湖に何かが落ちる音がした。世界樹が立ち上がり湖を見る。水飛沫がいっぱい上がっている。
「ワンちゃん来た!!」
「ネフィア、やれば出来るならすぐに出せばいいのに」
「そうだね。まぁ湖の上に落ちちゃったけど………ワンちゃ~ん。こっち!!」
「ガボガボガボ…………」
シーン
水飛沫がしなくなった。あまりのリアルな夢だが流石に溺れてるなんて………ワンちゃんが沈んでいく。
「…………溺れてる?」
「ネフィア!! 溺れてる!!」
「うん!! どうしよ!! 溺れてる!! 夢だけど!?」
驚くがもう、沈みきってしまっていた。焦りながら世界樹を見ると彼女が手を振りあげる。その瞬間根っこが動き。一匹のドレイクを引き上げ、地面に置く。

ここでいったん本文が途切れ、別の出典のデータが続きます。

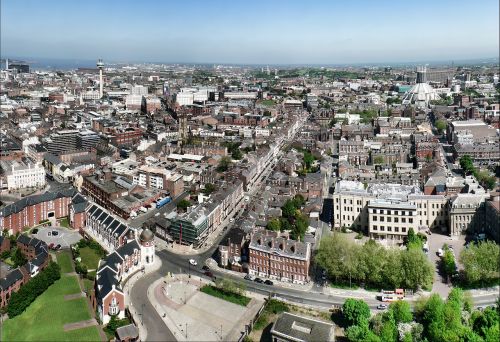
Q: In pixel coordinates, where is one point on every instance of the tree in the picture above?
(466, 164)
(448, 262)
(440, 125)
(300, 226)
(413, 240)
(355, 311)
(378, 160)
(183, 204)
(209, 188)
(480, 263)
(224, 164)
(18, 258)
(308, 159)
(236, 154)
(274, 224)
(416, 269)
(288, 210)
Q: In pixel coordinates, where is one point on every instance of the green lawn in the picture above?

「ゲホゲホ…………ネフィア様………これは? ゲホゲホ」
「えっと……夢だよワンちゃん」
「夢ですか………現実のような感じですよ。ゲホゲ…………溺れてる瞬間本当に現実でした」
「ワンちゃん………びじょぬれ」
「ネフィア。乾かしてあげなさい」
「エメリア姉。少しは自分でやりなさいよ」
「ネフィア……私なーんも出来ない」
「………」
火玉を手に産み出し近付けて乾かす。
「ワンちゃん大丈夫?」
「はい、ユグドラシル。なんとか…………」
「ワンちゃん。私はユグドラシルじゃないよ。マナて言うの」
「マナ…………世界樹ですか!?」
ワンちゃんが私を見つめる。勿論頷いた。
「そうです」
「ネフィア様がそう言うならそうなのでしょう!! 流石に瓜二つですね」
「ユグドラシルちゃんが私の種子なのはわかるけど似てる?」
「似てます。間違えるほどに……で呼ばれた理由は?」
「ワンちゃんに会いたいと言われたの」
「マナさんが?」
「はい!! 大きくなったワンちゃん抱き締めさせて」
「ええ。どうぞ」
体が膨張し翼が生える。そのワンちゃんの顔にマナが体を寄せて抱き締める。
「ワンちゃん………いい土の匂い」
「地龍ですから」
「ワンちゃん、ワンちゃん」
「なんでしょうか? マナさん」
ユグドラシルちゃんで慣れているのか彼はしっかり対応してくれる。
「背乗ってもいい? 飛んでほしい」
「ええ、いいですよ」
マナを背中に乗せて羽ばたき舞い上がる。
「ネフィア………ドリアードはワンちゃん好き多いのかも」
「エメリア姉さま。そう思いますよね?私もです」
二人で空に飛んで行くのを見て。本当にリアルな夢に凄いと思いながら。ワンちゃん貸すのだった。
結局、起きるまで。ワンちゃんの背に世界樹の精霊が乗り。楽しんだようだった。